How the pandemic became a catalyst for digital banking

"More than a quarter of customers don’t plan to return to branch offices even after it is safe to do so."
22 July 2020

Digital banking makes more sense than ever. Source: Shutterstock

  • Digital banking offers a more convenient and safer way for customers to access financial services
  • The surge in e-commerce and online transactions will encourage the adoption of digital banking services
  • Pandemic push for digital banking will see its impact endure for decades

In the thick of the pandemic, we witnessed a boom in e-commerce as homebound consumers turned to digital platforms and tools to buy their necessities. In the US, up to 40 million shoppers went online for grocery shopping in April. In Italy, e-commerce transactions have increased by more than 80%, according to a recent McKinsey survey.  

Now with signs of recovery and global economies reopening, the effects of digitalization in consumer payments are unlikely to reverse. Instead, this increased usage is driving consumers towards other online financial services, with mounting evidence that banks don’t really need that many physical branches to operate.

It’s a sentiment that’s been echoed by a Goldman Sachs Group executive: Harit Talwar, head of the firm’s consumer banking division told Bloomberg that “more than a quarter of customers don’t plan to return to branch offices even after it is safe to do so.” 

Earlier this year, when states with major economies like New York and California began implementing stringent regulations to curb the pandemic, many banks switched their operations to drive-thru and ATM services.

Reduced working hours and full-on closures of branches became commonplace amid sanitization efforts and new normal daily hygiene practices.
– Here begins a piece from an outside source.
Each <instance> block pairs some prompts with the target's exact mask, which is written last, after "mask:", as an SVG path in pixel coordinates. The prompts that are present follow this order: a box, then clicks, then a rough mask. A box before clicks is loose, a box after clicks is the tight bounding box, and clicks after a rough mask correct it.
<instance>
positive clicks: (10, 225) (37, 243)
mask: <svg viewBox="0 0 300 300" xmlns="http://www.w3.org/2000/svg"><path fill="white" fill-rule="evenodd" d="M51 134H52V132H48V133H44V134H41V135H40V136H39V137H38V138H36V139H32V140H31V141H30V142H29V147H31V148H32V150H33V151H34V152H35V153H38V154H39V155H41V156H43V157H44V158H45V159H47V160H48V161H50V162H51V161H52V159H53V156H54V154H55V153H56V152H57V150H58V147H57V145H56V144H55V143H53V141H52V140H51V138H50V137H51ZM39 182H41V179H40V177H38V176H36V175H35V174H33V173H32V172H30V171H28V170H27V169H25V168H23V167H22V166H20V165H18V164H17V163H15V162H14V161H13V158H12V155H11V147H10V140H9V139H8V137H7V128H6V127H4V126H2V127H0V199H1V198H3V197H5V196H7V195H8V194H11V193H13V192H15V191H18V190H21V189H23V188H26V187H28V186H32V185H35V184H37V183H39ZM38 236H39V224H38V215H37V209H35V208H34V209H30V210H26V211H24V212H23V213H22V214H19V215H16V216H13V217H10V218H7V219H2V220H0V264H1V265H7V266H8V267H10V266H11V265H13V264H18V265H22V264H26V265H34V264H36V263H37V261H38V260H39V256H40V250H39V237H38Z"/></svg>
JP Morgan Chase closed 20% of its branches in March, while remaining outlets were equipped with drive-through windows and glass that separated tellers and customers.

Major banks enlisted the help of virtual assistants to cope with the larger volume of customer demand and services, with a majority seeking to access to banking services via digital means.

Although the temporary measures may fulfill the demand of customers and sustain banking operations amid an ongoing global health crisis, these dynamics are creating a golden opportunity for digital-only banks to emphasize the benefits of their services and platforms.

In the UK, the number of people who have a digital-only bank account has grown by 165% in just 12 months. The research, led by Finder, also estimated that 11.2 million new accounts would be opened by 2025, meaning up to 23.3 million UK citizens would have a digital-only bank account by 2025.

While the study revealed digital banking was favored for the convenience of services, better rates offered, and free overseas transactions, the pandemic has emphasized the convenience factor for many who are also becoming increasingly more comfortable with faceless transactions.

Tech giants are also looking for a piece of the pie and are now venturing into the finance and payment sphere. Google is reportedly set to launch its own debit card — the Google Pay card — that would offer core functions of a virtual payment card and a physical card linked to the Google Pay app. Meanwhile. Microsoft has announced a partnership with fintech player Plaid, and they plan to introduce a new feature that allows Microsoft 365 users to manage, track and analyze their money and spending seamlessly via Excel

Finance and payment services are increasingly becoming available online – it won’t be long before digital banking becomes commonplace as everyday transactions are increasingly taking place on digital platforms.

“We are hearing through consumers’ behavior that they want online financial services because it is easy, it is convenient, and it is safe,” Talwar shared. “If they can do that for groceries, why not for banking?”